However, if most of your requests are successful and there are no unacceptable delays or errors, do you really need all this data? Therefore, you only need to achieve the right insights through appropriate data sampling rather than a large amount or complete data.

The idea behind sampling is to control the traces sent to the observability collector, thereby reducing collection costs. Different organizations have different reasons for sampling, including why they want to sample and what types of data they wish to sample. Therefore, we need to customize the sampling strategy:

  • Cost Management: If a large amount of telemetry data needs to be stored, it incurs higher computational and storage costs.
  • Focus on Interesting Traces: Different organizations prioritize different data types.
  • Filter Out Noise: For example, you may want to filter out health checks.

It is important to use consistent terminology when discussing sampling. A Trace or Span is considered sampled or unsampled:

  • Sampled: A Trace or Span that is processed and stored. It is chosen by the sampler to represent the overall data, so it is considered sampled.
  • Unsampled: A Trace or Span that is not processed or stored. Because it was not selected by the sampler, it is considered unsampled.

What Are the Sampling Options?

Head Sampling

Head sampling is a sampling technique used to make a sampling decision as early as possible. A decision to sample or drop a span or trace is not made by inspecting the trace as a whole.

For example, the most common form of head sampling is Consistent Probability Sampling. This is also be referred to as Deterministic Sampling. In this case, a sampling decision is made based on the trace ID and the desired percentage of traces to sample. This ensures that whole traces are sampled - no missing spans - at a consistent rate, such as 5% of all traces.

The upsides to head sampling are: - Easy to understand - Easy to configure - Efficient - Can be done at any point in the trace collection pipeline

The primary downside to head sampling is that it is not possible to make a sampling decision based on data in the entire trace. This means that while head sampling is effective as a blunt instrument, but it is completely insufficient for sampling strategies that must consider information from the entire system. For example, you cannot ensure that all traces with an error within them are sampled with head sampling alone. For this situation and many others, you need tail sampling.

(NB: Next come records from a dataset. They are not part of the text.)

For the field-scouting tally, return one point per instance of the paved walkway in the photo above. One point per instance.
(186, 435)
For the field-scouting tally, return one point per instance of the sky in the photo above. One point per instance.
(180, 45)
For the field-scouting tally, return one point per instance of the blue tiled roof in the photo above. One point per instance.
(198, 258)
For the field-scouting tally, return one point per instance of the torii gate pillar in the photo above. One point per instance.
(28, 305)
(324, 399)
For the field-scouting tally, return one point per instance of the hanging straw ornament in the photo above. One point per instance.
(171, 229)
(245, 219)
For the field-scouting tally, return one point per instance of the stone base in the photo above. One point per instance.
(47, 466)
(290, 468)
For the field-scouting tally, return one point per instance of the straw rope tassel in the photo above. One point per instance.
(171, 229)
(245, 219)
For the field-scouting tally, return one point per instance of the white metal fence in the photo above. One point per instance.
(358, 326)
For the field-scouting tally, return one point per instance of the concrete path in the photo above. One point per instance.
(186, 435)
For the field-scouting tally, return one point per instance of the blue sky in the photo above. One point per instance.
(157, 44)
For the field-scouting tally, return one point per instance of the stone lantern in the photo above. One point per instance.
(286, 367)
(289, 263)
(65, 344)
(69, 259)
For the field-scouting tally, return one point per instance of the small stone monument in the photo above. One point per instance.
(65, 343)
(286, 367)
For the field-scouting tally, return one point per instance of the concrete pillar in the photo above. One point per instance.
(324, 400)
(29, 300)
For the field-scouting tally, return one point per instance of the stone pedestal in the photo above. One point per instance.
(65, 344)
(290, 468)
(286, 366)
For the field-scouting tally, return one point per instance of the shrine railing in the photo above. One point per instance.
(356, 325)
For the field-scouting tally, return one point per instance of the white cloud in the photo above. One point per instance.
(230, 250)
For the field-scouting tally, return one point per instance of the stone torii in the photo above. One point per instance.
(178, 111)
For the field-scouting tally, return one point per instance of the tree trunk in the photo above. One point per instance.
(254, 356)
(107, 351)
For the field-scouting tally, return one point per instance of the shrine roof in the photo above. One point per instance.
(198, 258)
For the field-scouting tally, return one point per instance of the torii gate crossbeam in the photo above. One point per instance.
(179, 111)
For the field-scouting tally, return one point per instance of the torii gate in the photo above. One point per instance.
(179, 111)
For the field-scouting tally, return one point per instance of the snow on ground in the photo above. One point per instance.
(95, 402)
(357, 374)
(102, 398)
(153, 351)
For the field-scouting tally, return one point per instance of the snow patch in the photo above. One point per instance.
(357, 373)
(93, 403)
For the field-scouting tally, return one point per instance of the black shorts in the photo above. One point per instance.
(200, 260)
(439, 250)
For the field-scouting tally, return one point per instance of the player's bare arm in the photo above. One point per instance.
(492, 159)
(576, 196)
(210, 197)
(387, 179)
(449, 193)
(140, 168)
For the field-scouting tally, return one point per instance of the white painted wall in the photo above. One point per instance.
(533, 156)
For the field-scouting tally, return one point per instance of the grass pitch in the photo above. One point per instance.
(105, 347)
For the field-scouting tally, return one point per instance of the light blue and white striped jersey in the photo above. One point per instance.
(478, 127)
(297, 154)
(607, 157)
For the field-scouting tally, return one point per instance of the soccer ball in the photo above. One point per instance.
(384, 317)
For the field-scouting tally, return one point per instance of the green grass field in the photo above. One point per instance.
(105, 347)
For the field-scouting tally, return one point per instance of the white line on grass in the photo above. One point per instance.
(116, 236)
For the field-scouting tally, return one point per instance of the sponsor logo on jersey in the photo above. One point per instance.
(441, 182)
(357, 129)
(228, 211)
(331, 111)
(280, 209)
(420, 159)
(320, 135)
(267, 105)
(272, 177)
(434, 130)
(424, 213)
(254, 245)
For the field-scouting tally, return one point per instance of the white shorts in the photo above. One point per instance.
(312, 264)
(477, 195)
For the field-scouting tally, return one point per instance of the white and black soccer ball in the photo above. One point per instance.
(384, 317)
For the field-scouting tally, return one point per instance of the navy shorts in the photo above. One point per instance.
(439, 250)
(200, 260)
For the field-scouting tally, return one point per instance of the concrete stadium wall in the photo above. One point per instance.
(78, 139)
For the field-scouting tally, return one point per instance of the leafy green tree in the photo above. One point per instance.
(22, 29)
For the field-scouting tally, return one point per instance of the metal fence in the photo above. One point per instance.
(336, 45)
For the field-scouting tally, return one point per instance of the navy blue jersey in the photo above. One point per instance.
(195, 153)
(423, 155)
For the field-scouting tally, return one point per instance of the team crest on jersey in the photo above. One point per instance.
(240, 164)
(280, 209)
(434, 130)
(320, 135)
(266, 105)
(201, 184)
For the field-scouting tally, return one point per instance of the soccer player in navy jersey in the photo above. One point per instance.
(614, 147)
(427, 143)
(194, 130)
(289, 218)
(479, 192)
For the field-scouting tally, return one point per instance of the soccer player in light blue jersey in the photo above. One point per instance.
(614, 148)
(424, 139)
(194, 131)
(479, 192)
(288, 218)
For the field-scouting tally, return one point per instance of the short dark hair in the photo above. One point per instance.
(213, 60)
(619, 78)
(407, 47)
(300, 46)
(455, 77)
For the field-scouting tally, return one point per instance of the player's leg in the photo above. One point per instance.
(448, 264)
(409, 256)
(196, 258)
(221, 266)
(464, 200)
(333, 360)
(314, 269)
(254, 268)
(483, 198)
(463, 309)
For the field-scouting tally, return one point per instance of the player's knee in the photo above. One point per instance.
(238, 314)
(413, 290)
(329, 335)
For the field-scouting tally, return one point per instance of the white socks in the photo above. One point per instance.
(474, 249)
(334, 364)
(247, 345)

Tail sampling is where the decision to sample a trace takes place by considering all or most of the spans within the trace. Tail Sampling gives you the option to sample your traces based on specific criteria derived from different parts of a trace, which isn’t an option with Head Sampling.

Some examples of how to use tail sampling include:

  • Always sampling traces that contain an error
  • Sampling traces based on overall latency
  • Sampling traces based on the presence or value of specific attributes on one or more spans in a trace; for example, sampling more traces originating from a newly deployed service
  • Applying different sampling rates to traces based on certain criteria, such as when traces only come from low-volume services versus traces with high-volume services

As you can see, tail sampling allows for a much higher degree of sophistication in how you sample data. For larger systems that must sample telemetry, it is almost always necessary to use Tail Sampling to balance data volume with the usefulness of that data.

There are three primary downsides to tail sampling today:

  • Tail sampling can be difficult to implement. Depending on the kind of sampling techniques available to you, it is not always a “set and forget” kind of thing. As your systems change, so too will your sampling strategies. For a large and sophisticated distributed system, rules that implement sampling strategies can also be large and sophisticated.
  • Tail sampling can be difficult to operate. The component(s) that implement tail sampling must be stateful systems that can accept and store a large amount of data. Depending on traffic patterns, this can require dozens or even hundreds of compute nodes that all utilize resources differently. Furthermore, a tail sampler might need to “fall back” to less computationally intensive sampling techniques if it is unable to keep up with the volume of data it is receiving. Because of these factors, it is critical to monitor tail-sampling components to ensure that they have the resources they need to make the correct sampling decisions.
  • Tail samplers often end up as vendor-specific technology today. If you’re using a paid vendor for Observability, the most effective tail sampling options available to you might be limited to what the vendor offers.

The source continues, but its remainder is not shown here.